In this paper published just two months ago, the authors write:
Bacteria are far more intelligent than we can think of. They adopt different survival strategies to make their life comfortable. Researches on bacterial communication to date suggest that bacteria can communicate with each other using chemical signaling molecules as well as using ion channel mediated electrical signaling. (Majumdar and Pal, 2017)
Furthermore, looking at definitions of the term ‘behavior’ from ethology, we can see that bacteria exhibit these behaviors that we have deemed ‘human’ or ‘human-like’:
- “Externally visible activity of an animal, in which a coordinated pattern of sensory, motor and associated neural activity responds to changing external or internal conditions” (Beck et al. 1981)

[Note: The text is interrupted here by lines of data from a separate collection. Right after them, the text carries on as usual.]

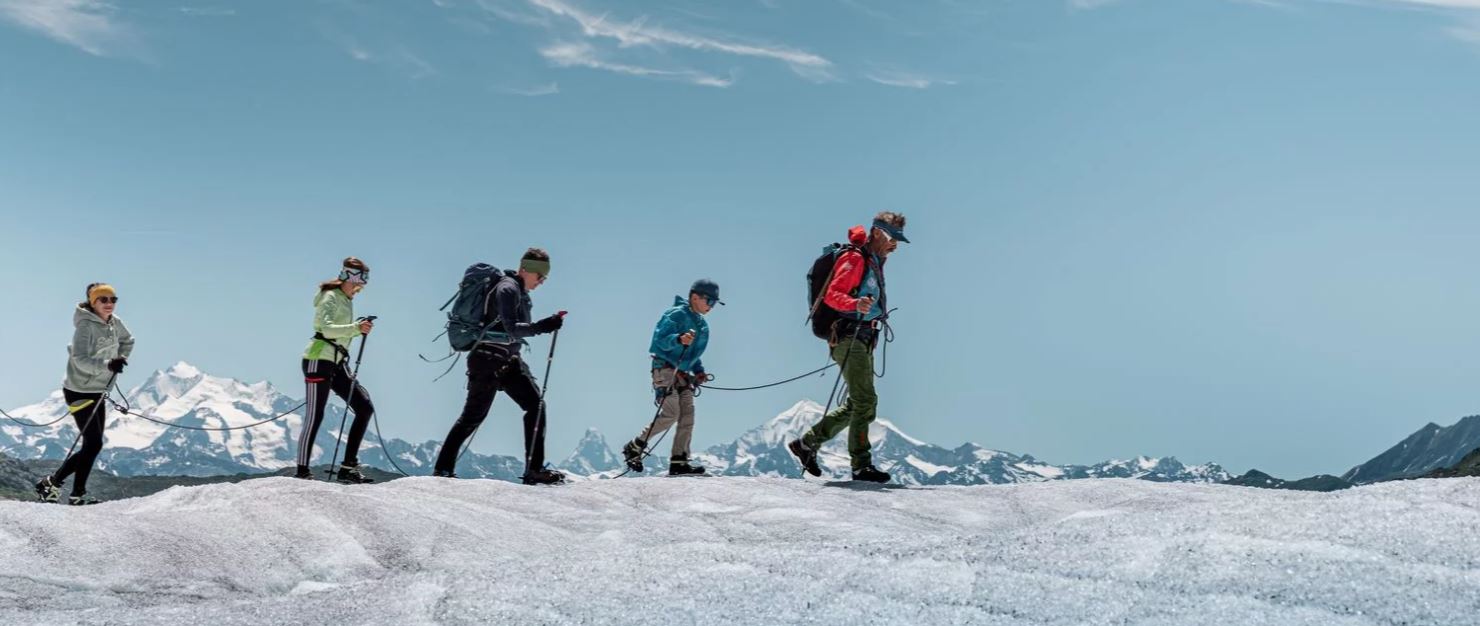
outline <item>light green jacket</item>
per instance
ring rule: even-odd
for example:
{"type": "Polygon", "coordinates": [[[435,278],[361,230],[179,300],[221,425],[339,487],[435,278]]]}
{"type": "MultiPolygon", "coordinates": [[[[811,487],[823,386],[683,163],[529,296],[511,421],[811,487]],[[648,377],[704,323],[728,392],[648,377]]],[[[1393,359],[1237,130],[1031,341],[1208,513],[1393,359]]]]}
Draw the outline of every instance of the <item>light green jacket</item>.
{"type": "Polygon", "coordinates": [[[134,351],[134,335],[114,315],[107,322],[87,305],[72,311],[72,345],[67,347],[67,380],[62,387],[76,393],[102,393],[108,390],[108,361],[128,358],[134,351]]]}
{"type": "Polygon", "coordinates": [[[343,361],[349,359],[349,342],[360,336],[355,323],[355,304],[340,289],[320,291],[313,299],[313,331],[329,341],[317,338],[308,342],[303,358],[308,361],[343,361]],[[334,347],[339,346],[339,350],[334,347]]]}

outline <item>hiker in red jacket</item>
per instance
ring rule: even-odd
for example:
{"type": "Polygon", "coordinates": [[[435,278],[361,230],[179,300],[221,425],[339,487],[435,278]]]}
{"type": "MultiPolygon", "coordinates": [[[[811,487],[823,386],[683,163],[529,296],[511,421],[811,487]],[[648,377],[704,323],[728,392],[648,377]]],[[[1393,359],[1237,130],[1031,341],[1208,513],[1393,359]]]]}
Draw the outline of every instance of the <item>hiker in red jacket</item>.
{"type": "Polygon", "coordinates": [[[846,427],[853,479],[889,482],[889,474],[874,467],[868,428],[879,406],[879,396],[874,391],[874,348],[878,345],[879,320],[889,310],[884,262],[900,242],[909,243],[904,236],[904,224],[903,215],[885,211],[874,217],[871,228],[854,226],[848,232],[850,245],[836,255],[831,277],[821,294],[820,306],[837,312],[828,345],[833,361],[842,368],[848,398],[801,439],[787,445],[813,476],[822,475],[817,450],[846,427]]]}

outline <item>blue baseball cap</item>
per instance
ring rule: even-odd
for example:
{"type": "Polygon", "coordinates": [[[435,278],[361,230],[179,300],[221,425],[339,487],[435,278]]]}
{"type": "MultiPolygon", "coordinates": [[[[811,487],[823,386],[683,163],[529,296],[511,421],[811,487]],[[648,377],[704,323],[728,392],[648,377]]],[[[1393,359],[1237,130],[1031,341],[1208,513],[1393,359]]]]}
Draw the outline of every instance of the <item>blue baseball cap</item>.
{"type": "Polygon", "coordinates": [[[909,238],[904,236],[904,229],[895,228],[893,224],[884,220],[874,220],[874,228],[884,231],[884,234],[889,235],[889,238],[895,241],[901,243],[910,242],[909,238]]]}
{"type": "Polygon", "coordinates": [[[719,283],[709,280],[708,278],[700,278],[699,280],[694,281],[694,286],[689,287],[689,293],[697,293],[701,296],[714,300],[719,304],[724,304],[724,302],[721,302],[719,299],[719,283]]]}

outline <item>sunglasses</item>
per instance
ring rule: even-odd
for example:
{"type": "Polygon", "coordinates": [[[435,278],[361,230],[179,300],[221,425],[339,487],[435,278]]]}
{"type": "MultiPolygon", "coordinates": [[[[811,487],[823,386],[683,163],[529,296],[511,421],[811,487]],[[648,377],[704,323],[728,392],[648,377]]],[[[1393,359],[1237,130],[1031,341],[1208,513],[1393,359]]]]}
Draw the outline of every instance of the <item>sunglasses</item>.
{"type": "Polygon", "coordinates": [[[98,298],[98,304],[118,304],[118,296],[101,296],[98,298]]]}
{"type": "Polygon", "coordinates": [[[707,303],[709,305],[709,308],[712,309],[712,308],[714,308],[714,305],[719,304],[719,298],[711,298],[709,296],[704,296],[704,302],[707,303]]]}

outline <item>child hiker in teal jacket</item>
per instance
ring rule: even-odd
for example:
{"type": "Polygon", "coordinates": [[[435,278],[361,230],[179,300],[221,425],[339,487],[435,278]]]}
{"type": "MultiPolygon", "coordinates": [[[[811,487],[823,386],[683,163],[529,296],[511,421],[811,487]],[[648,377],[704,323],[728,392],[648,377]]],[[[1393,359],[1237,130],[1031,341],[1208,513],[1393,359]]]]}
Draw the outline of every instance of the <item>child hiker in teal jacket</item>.
{"type": "Polygon", "coordinates": [[[709,322],[704,316],[719,300],[719,285],[700,279],[689,289],[689,297],[673,299],[673,308],[663,312],[653,330],[653,390],[657,393],[658,414],[642,432],[622,446],[622,458],[634,472],[643,470],[642,460],[650,451],[648,440],[678,424],[673,435],[673,454],[668,474],[683,476],[703,474],[704,468],[689,462],[689,444],[694,438],[694,390],[708,378],[704,371],[704,350],[709,347],[709,322]]]}

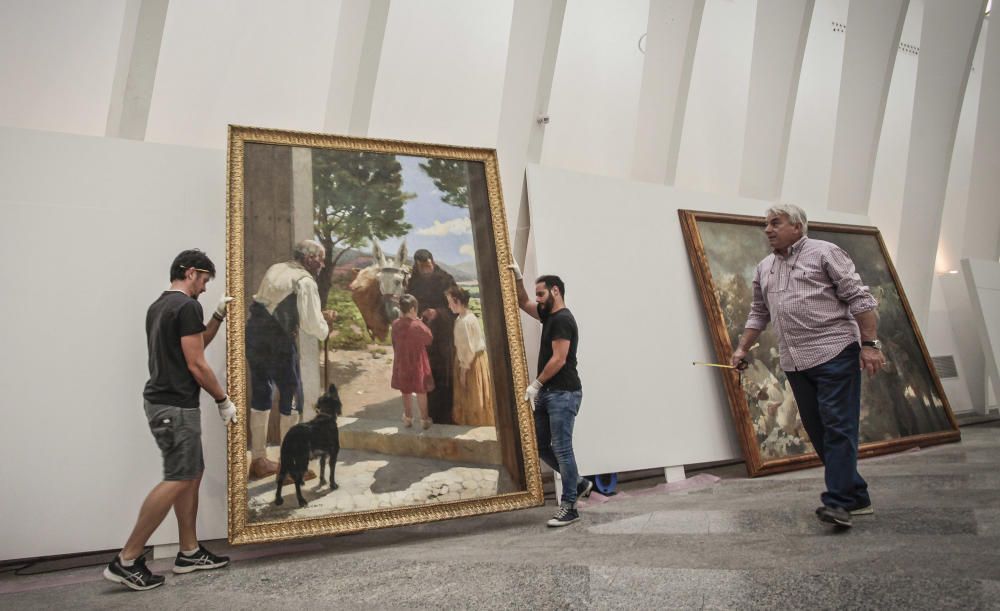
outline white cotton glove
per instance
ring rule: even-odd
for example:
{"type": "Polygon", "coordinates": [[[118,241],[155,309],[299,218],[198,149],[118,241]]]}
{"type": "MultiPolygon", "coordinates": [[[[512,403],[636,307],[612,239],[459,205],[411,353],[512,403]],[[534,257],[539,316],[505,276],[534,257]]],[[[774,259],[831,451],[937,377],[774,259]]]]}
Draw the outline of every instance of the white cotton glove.
{"type": "Polygon", "coordinates": [[[229,302],[232,300],[233,298],[229,295],[223,295],[222,298],[219,299],[219,305],[215,307],[215,314],[212,316],[218,318],[221,322],[226,317],[226,306],[229,305],[229,302]]]}
{"type": "Polygon", "coordinates": [[[540,391],[541,389],[542,389],[542,383],[539,382],[537,379],[535,379],[534,382],[529,384],[528,387],[524,389],[524,400],[530,403],[532,407],[534,407],[535,397],[538,396],[538,391],[540,391]]]}
{"type": "Polygon", "coordinates": [[[236,424],[236,405],[233,404],[229,395],[226,395],[222,401],[216,401],[215,405],[219,408],[219,418],[222,418],[222,424],[230,422],[236,424]]]}
{"type": "Polygon", "coordinates": [[[508,265],[507,269],[509,269],[510,271],[514,272],[514,279],[515,280],[523,280],[524,279],[524,276],[521,275],[521,267],[518,266],[517,261],[513,261],[510,265],[508,265]]]}

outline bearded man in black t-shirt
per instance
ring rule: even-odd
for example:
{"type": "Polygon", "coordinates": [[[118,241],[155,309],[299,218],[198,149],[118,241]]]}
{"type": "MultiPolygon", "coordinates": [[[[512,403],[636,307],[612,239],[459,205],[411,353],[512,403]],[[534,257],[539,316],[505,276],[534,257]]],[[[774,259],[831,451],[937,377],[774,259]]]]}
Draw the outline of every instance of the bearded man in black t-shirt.
{"type": "Polygon", "coordinates": [[[104,577],[132,590],[163,585],[162,575],[146,568],[146,541],[171,507],[177,516],[181,551],[174,573],[217,569],[229,558],[216,556],[198,543],[198,488],[205,461],[201,450],[201,410],[198,394],[205,389],[215,399],[225,424],[236,424],[236,407],[205,360],[205,346],[215,338],[226,305],[223,296],[206,326],[198,296],[215,277],[215,265],[200,250],[185,250],[170,266],[170,288],[146,312],[149,381],[143,391],[146,419],[163,455],[163,481],[146,496],[125,547],[104,569],[104,577]]]}
{"type": "Polygon", "coordinates": [[[538,349],[538,375],[524,392],[534,407],[538,457],[559,474],[562,494],[559,511],[549,526],[568,526],[580,519],[576,500],[589,496],[594,484],[580,477],[573,454],[573,424],[583,401],[583,385],[576,371],[576,349],[580,332],[576,319],[563,300],[566,285],[559,276],[541,276],[535,281],[535,299],[528,296],[517,264],[509,268],[517,280],[521,309],[542,323],[538,349]]]}

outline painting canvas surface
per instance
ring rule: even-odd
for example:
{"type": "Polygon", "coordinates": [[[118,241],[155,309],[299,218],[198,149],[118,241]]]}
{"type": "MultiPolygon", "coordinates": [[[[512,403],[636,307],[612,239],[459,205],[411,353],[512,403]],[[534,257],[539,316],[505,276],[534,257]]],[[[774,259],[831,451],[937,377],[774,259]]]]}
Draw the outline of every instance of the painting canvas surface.
{"type": "MultiPolygon", "coordinates": [[[[695,251],[692,263],[703,284],[702,297],[719,358],[728,361],[750,311],[754,270],[768,254],[763,219],[688,215],[685,231],[689,250],[695,251]]],[[[843,248],[879,302],[878,336],[887,366],[874,377],[863,377],[861,452],[902,449],[917,440],[926,443],[956,438],[957,427],[947,399],[877,230],[816,224],[810,225],[808,235],[843,248]]],[[[742,374],[726,372],[723,376],[733,387],[729,394],[735,402],[737,426],[758,471],[769,463],[787,467],[815,462],[812,444],[779,366],[772,326],[760,335],[748,360],[750,366],[742,374]]]]}
{"type": "Polygon", "coordinates": [[[243,236],[230,278],[242,280],[230,342],[246,416],[241,523],[336,532],[536,502],[492,151],[264,140],[241,142],[231,208],[243,236]]]}

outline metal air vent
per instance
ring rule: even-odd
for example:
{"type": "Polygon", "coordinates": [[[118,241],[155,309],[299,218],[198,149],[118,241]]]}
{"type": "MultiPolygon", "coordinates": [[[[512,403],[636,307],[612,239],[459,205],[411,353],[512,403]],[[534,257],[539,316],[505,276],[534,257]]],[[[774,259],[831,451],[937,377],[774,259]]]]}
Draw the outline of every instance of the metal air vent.
{"type": "Polygon", "coordinates": [[[932,356],[931,360],[934,361],[934,369],[937,369],[939,378],[945,379],[958,377],[958,368],[955,366],[954,356],[950,354],[946,354],[944,356],[932,356]]]}

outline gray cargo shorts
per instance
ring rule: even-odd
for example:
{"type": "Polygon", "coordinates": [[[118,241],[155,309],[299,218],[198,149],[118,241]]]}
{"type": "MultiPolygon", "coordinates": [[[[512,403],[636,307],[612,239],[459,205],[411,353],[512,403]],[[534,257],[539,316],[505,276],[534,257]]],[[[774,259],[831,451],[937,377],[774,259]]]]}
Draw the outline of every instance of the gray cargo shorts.
{"type": "Polygon", "coordinates": [[[201,410],[143,400],[149,430],[163,455],[163,481],[198,479],[205,470],[201,453],[201,410]]]}

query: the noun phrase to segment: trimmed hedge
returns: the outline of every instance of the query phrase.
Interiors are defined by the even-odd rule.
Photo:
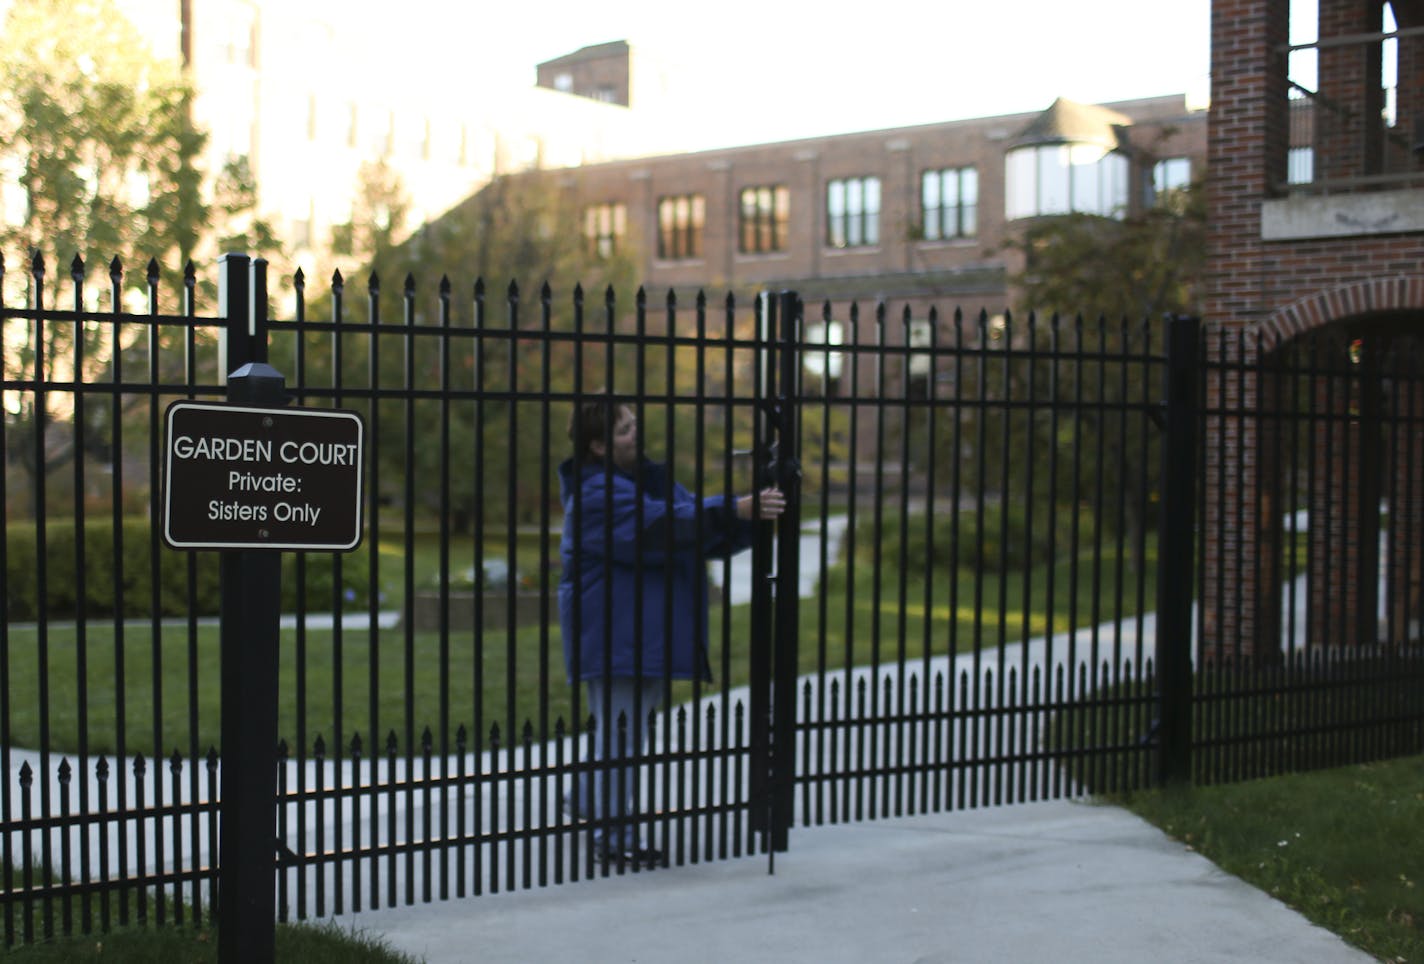
[[[15,621],[37,619],[40,614],[39,547],[33,522],[11,523],[5,532],[6,616]],[[158,615],[189,614],[191,568],[192,613],[215,616],[221,600],[219,555],[216,552],[180,552],[163,545],[147,519],[126,518],[119,530],[116,549],[111,520],[86,520],[84,526],[84,573],[79,578],[79,540],[72,519],[45,525],[46,586],[44,610],[50,617],[73,618],[79,613],[79,591],[83,586],[86,616],[148,617],[154,615],[154,556],[157,557]],[[311,553],[306,557],[305,595],[307,609],[314,612],[332,608],[333,553]],[[342,584],[347,605],[364,606],[368,596],[370,567],[362,553],[342,557]],[[115,576],[118,575],[118,579]],[[282,610],[297,609],[296,554],[282,554]]]
[[[964,509],[958,513],[936,513],[933,523],[927,523],[923,513],[912,514],[906,530],[905,556],[911,569],[963,566],[991,572],[1000,568],[1021,572],[1029,566],[1057,563],[1069,557],[1073,546],[1073,510],[1059,506],[1048,525],[1048,510],[1034,506],[1032,525],[1021,502],[993,503],[984,506],[984,531],[979,538],[978,513]],[[1095,527],[1091,512],[1078,513],[1079,549],[1092,545]],[[958,532],[955,529],[958,527]],[[933,535],[933,544],[929,539]],[[1050,535],[1052,538],[1050,538]],[[957,538],[956,538],[957,536]],[[858,564],[867,564],[879,552],[882,565],[900,564],[901,516],[887,511],[875,530],[875,517],[862,511],[856,523],[856,556]],[[929,551],[929,550],[933,551]],[[1050,552],[1050,549],[1052,550]]]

- “A response to external and internal stimuli, following integration of sensory, neural, endocrine, and effector components. Behavior has a genetic basis, hence is subject to natural selection, and it commonly can be modified through experience” (Starr and Taggart 1992)
- “Observable activity of an organism; anything an organism does that involves action and/or response to stimulation” (Wallace et al. 1991)
- “What an animal does” (Raven and Johnson 1989)
Bacteria have been found to fit all of the criteria mentioned above. If organisms can react to how the environment changes, then that organism has—at least a semblance—of intelligence. Bacteria have also been found to be able to learn and they also have memories, so if this is true (and it is), then bacteria are intelligent.
Finally, Westerhoff et al (2014) write that leaving out the terms ‘human’ and our brains as measuring sticks for what is intelligent, that “all forms of life – from microbes to humans – exhibit some or all characteristics consistent with “intelligence.” For people with anthropocentric views of evolution, however, this is a hard pill to swallow. If the data says that bacteria have evidence of ‘cognition’ and an ability to react to outside environmental cues then bacteria have a semblance of intelligence. There is no denying it.
We clearly need to look at intelligence in a different way—one that’s free of any anthropocentric bias—-and if we do, we would recognize numerous species as intelligent that we would never have thought of before since we view ourselves as some sort of ‘apex’ of evolution, that we are supreme on this earth, when the bacteria—the modal bacter—reign supreme and will continue to remain supreme until the Sun explodes. So if bacteria show the ability to communicate with one another and the ability to change their behavior when their environment changes, i.e., that they learn and have ‘memories’ of past events, then maybe it’s time for us to change from our human-centric view of intelligence (which makes a ton of sense; viewing us as an ‘apex’ of evolution makes no sense and doesn’t allow us to appreciate the wide range of variation on earth).
As Gould wrote in Full House, looking at only the right tail we would believe that some sort of ‘progress’ reigns supreme, but looking at the whole sum of variation, we can see that the bacteria are the mode of all life, have been the mode of all life and will remain the mode of all life until the Sun explodes and all life forever perishes from Earth.